There are also other social VR platforms like VRChat where there are other risks. The BBC published an article on February 23rd, 2022 titled “Metaverse app allows kids into virtual strip clubs” where they reported that Andy Burrows from the National Society for the Prevention of Cruelty to Children said that children are “being exposed to entirely inappropriate, really incredibly harmful experiences” within VRChat. The BBC reports that a “researcher posing as a 13-year-old girl witnessed grooming, sexual material, racist insults & a rape threat in the virtual-reality world.” There are a lot of sexual harassment, grooming, and generally toxic trolling behaviors that are happening with public instances of VRChat, which Powell’s list has some ways to mitigate these risks. However, there are many people within the VRChat community who are suggesting that perhaps it is time for VRChat to become an 18+ application as there are a lot of things happening within the platform that make it not suitable for teenage kids.

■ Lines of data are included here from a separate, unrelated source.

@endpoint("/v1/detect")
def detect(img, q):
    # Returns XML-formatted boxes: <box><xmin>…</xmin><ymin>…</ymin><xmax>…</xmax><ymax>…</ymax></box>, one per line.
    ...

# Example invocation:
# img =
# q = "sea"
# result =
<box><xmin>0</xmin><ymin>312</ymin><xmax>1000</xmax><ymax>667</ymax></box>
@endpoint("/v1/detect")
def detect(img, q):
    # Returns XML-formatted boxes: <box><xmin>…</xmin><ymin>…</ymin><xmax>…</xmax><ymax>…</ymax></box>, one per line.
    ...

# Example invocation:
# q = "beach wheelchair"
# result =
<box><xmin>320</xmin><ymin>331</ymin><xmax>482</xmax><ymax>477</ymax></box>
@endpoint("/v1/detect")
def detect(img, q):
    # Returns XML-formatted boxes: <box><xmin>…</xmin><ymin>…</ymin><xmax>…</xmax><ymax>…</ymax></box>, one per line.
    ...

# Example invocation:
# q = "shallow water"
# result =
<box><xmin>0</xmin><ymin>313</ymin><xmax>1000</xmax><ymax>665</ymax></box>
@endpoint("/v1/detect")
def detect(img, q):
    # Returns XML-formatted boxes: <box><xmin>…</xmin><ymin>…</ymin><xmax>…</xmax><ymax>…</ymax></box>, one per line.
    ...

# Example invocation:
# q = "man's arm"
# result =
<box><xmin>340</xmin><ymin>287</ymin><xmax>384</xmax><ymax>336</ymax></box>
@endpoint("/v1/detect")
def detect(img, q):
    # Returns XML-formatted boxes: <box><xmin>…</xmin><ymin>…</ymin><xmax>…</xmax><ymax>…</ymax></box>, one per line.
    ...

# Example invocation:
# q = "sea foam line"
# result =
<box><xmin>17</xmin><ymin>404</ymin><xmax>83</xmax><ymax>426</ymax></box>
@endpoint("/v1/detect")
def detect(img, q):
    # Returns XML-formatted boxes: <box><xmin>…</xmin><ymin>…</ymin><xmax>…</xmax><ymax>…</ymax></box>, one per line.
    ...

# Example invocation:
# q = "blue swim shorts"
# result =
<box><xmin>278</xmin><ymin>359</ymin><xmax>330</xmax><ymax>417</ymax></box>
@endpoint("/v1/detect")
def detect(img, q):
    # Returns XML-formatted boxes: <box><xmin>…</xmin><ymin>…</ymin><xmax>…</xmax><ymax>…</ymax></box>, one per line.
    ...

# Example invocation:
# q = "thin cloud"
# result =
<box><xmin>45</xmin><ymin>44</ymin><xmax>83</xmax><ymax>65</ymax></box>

You can check out the comments and Quote Tweet comments on this Tweet for more discussion on that front.

There probably is some responsibility left to platforms like VRChat to enforce their Terms of Service and Community Guidelines via moderation. In looking at their policies, VRChat’s Terms of Service says that users should not “post, upload, or distribute any User Content or other content that is unlawful, defamatory, libelous, inaccurate, or that a reasonable person could deem to be objectionable, profane, indecent, pornographic, harassing, threatening, embarrassing, hateful, or otherwise inappropriate.” This is mostly around avatars and worlds that are being uploaded, which does have different layers of having things live within community labs before it is made more widely available through search.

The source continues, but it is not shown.